I think if you get fancy with scripts and whatnot then you can use different build directories for different branches, and then you’d avoid the overhead. I’m not sure how you maintain the branch to objdir mapping, though. I think johns does something like this.

I used to use a bunch of source directories, inspired by your post from a few years ago, but now that I got my new very fast machine I just don’t worry about it, given that it doesn’t take more than 5 or so minutes to rebuild if there’s a lot of ccaching.

Ok, let’s assume you have different build dirs for different branches. So if you switch from one branch to another, and then back to the first one, your builddir and srcdir are in a consistent state. But make (or mach) doesn’t know this; it just looks at timestamps and sees that some source files have been modified and so it assumes they need to be rebuilt, even though in this particular case they don’t. (If you had a smarter build system that looked at contents, you’d be ok. As mentioned, ccache does this, but it’s not ideal because hits still take time.)

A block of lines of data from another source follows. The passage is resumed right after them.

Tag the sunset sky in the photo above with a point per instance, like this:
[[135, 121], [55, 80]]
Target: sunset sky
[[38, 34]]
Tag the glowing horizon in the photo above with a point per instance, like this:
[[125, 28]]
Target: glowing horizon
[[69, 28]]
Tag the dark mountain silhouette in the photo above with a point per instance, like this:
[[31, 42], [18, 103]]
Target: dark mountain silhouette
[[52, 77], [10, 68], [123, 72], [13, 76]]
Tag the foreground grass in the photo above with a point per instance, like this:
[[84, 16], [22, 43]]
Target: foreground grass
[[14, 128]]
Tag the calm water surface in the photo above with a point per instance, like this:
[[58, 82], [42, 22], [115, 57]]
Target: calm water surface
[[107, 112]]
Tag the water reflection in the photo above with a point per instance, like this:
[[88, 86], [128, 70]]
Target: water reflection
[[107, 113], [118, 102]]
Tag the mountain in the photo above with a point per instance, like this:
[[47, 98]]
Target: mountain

And this solution won’t help with doing coding while waiting for a build on another branch, because with lightweight branches you’ve always only got one srcdir.

The main issue here is having your build directory also be your working directory, meaning actions like changing branches clobbers everything from the build’s perspective.

How I handle it is with a script that allows me to set my current build config along with a build directory name, then a build wrapper that creates a separate git working directory and objdir for just that config. E.g. |moz ff-dbg central && mb| would produce a build directory |moz/moz-build-central| with objdir |moz/ff-dbg-central|.

Whenever I run a build it creates a temporary commit of any uncommited changes (with git stash) and checks that out in the build directory. This ensures only files that changed between two builds are touched, regardless of what I do in my main repository in between. It also lets me continue working in my main repo once the build has begun.

My scripts probably aren’t super portable, but if you want to take a look, the moz() command that chooses a mozconfig and sets a few env vars that can be used in PS1 and subsequent scripts is at:
https://github.com/Nephyrin/NephScripts/blob/master/bin/lib/moz.sh

And my build script:
https://github.com/Nephyrin/NephScripts/blob/master/bin/mb

Git has a few features (stashes, multiple workdirs) that make this easy, but it could be implemented in mercurial just the same with some use of |hg diff| and |patch|, or even just |rsync –ignore=.hg| to keep the build directory sync’d.

Unfortunately, our build system still isn’t great, and so even as a front-end dev, there is no quick way to update tiny bits of code that only need preprocessing, or even nothing at all. I recently had to manually nuke bits of my objdir and do a complete ./mach build just to get a change in jar.mn to show up (hello, Windows).

And I do actually use separate objdirs, by simply exporting the right MOZCONFIG when I ./mach build. OTOH, I mostly just use fx-team for front-end things, and then use m-i when I foray into (mostly) compiled code.

It depends on the file. I often modify aboutMemory.js, and it doesn’t require any build-time actions after modification, because the builddir contains a symlink back to the copy in the srcdir. And for some other files you just have to copy from the srcdir to the builddir after changes are made.

Lightweight vs. Heavyweight is kind of orthogonal to your issue. What you want is not multiple local repositories/branches. What you want is multiple working copies. Wih git, it’s easy to setup. IIRC, mercurial doesn’t support that very well, if at all.